Despite thinning margins and increased competition, analysts in RenCap indicates Guinness Nigeria Plc remains a major top pick in the brewery segment of the Nigerian Stock Exchange. The company reported a drop in profit after tax from N6.7 billion in 2018 to N5.4 billion as at the end of 2019. 

Nairametrics reported that Guinness Nigeria Plc might have lost its top position as the largest brewer by revenue to International Breweries, yet it appears the company could win a more important, though, short term battle. Share price. 

With the limited economic growth triggers, stagnated wealth levels per capita and the protracted implementation of the new minimum wage, Guinness is expected to benefit immensely from higher beer pricing that is expected in the second half of 2019. This is the most feasible and important near-term trigger to its margins, earnings and valuations. 

It is also expected that a slight drop in the prices of key raw materials like sorghum and barley will cushion the effect of the gross margin deterioration incurred by the company from the higher excise. 

  • It is important to note that Guinness kept its total debt to the industry lowest at N14.5 billion while NB and IB kept theirs at N56.6 billion and N225.1 billion respectively.
  • As at September 10, 2019, Guinness’ One Year forward Price Earning stood at 11.5, which is the lowest in the industry. This means that the stock is not over-priced and has potentials to rise further.
  • Also, its Two Yearforward price Earning stood at 8.8, another lowest in the industry.

The bottom line: Stocks with low PE like Guinness can be considered good bargains as their growth potential is still unknown to the market. If the PE is higher, it warns of an over-priced stock and that means the stock’s price is much higher than its actual growth potential. So, such stock value are more liable to fall drastically. 

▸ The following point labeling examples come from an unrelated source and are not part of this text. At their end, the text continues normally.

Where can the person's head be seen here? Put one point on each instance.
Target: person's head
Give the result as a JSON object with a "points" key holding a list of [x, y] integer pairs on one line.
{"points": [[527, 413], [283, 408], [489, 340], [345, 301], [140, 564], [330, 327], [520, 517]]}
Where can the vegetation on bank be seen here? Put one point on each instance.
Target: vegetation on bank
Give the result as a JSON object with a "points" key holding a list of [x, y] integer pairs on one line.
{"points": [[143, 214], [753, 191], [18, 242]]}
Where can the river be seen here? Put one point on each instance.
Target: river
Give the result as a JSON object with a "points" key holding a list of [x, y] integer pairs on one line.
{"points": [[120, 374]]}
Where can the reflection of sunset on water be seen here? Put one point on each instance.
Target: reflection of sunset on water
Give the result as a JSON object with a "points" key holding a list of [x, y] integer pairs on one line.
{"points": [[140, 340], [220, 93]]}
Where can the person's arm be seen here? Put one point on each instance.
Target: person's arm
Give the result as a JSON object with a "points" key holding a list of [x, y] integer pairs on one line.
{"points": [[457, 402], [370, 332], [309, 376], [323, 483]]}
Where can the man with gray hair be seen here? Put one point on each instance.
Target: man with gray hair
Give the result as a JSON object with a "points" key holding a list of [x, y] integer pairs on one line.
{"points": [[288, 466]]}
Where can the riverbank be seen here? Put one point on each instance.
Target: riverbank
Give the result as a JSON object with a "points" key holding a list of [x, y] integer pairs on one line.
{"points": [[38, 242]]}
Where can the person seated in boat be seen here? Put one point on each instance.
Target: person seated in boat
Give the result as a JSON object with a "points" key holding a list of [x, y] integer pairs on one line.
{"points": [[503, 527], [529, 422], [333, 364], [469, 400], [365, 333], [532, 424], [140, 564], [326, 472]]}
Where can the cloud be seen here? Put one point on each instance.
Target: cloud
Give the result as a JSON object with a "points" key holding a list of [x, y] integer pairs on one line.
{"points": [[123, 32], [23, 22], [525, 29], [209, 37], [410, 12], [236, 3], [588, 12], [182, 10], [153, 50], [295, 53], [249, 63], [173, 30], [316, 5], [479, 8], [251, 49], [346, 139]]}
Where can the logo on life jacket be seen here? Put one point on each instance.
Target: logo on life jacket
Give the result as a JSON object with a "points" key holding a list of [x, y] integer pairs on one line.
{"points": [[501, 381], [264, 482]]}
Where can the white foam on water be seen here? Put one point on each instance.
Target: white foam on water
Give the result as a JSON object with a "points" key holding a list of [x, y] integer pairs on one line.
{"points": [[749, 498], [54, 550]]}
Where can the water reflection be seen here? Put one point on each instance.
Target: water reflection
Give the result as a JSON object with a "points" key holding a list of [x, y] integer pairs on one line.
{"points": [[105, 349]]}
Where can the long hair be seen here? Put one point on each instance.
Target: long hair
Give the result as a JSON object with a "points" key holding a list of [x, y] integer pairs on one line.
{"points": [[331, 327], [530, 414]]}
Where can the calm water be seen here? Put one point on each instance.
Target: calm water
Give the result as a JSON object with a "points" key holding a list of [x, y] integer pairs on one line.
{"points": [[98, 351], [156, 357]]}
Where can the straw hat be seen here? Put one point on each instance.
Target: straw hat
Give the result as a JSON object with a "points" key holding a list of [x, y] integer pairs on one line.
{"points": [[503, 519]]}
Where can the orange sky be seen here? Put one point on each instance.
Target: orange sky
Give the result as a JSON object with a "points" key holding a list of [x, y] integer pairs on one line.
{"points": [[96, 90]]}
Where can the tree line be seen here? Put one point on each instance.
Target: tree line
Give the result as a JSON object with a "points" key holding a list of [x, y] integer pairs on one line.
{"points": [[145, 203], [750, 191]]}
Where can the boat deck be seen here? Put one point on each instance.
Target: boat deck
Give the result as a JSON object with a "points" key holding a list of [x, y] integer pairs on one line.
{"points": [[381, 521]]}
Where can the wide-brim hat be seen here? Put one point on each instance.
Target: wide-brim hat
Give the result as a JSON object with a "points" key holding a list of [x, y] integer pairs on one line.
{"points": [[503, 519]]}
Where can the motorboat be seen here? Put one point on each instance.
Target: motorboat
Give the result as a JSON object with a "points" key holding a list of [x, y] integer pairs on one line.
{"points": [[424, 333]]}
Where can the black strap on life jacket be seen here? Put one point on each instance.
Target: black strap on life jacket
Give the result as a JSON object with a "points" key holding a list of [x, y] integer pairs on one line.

  • Guinness typically has impressive One and Two YearEnterprise-value(EV)-to- Earnings Before Interest, Taxes, Depreciation and Amortisation(EBITDA) ratio, 3.8 and 3.5 respectively, another industry lowest 

The bottom line: EV/EBITDA is calculated by EV divided by EBITDA or earnings before interest, taxes, depreciation. As a general guideline, an EV/EBITDA value below 10 is commonly interpreted as healthy and above average by analysts and investors (Investopedia). 

  • Despite tough competitive landscape, it witnessed good growth performance from Guinness, Spirits and the malt drinks.
  • Recently, its parent company, Diageo Plc, announced an investment of Euro 180 million in renewable energy and water recovery solutions across six cities in Africa, including its two plants in Nigeria. When completed, the investment will be the largest green investment in a decade in Africa.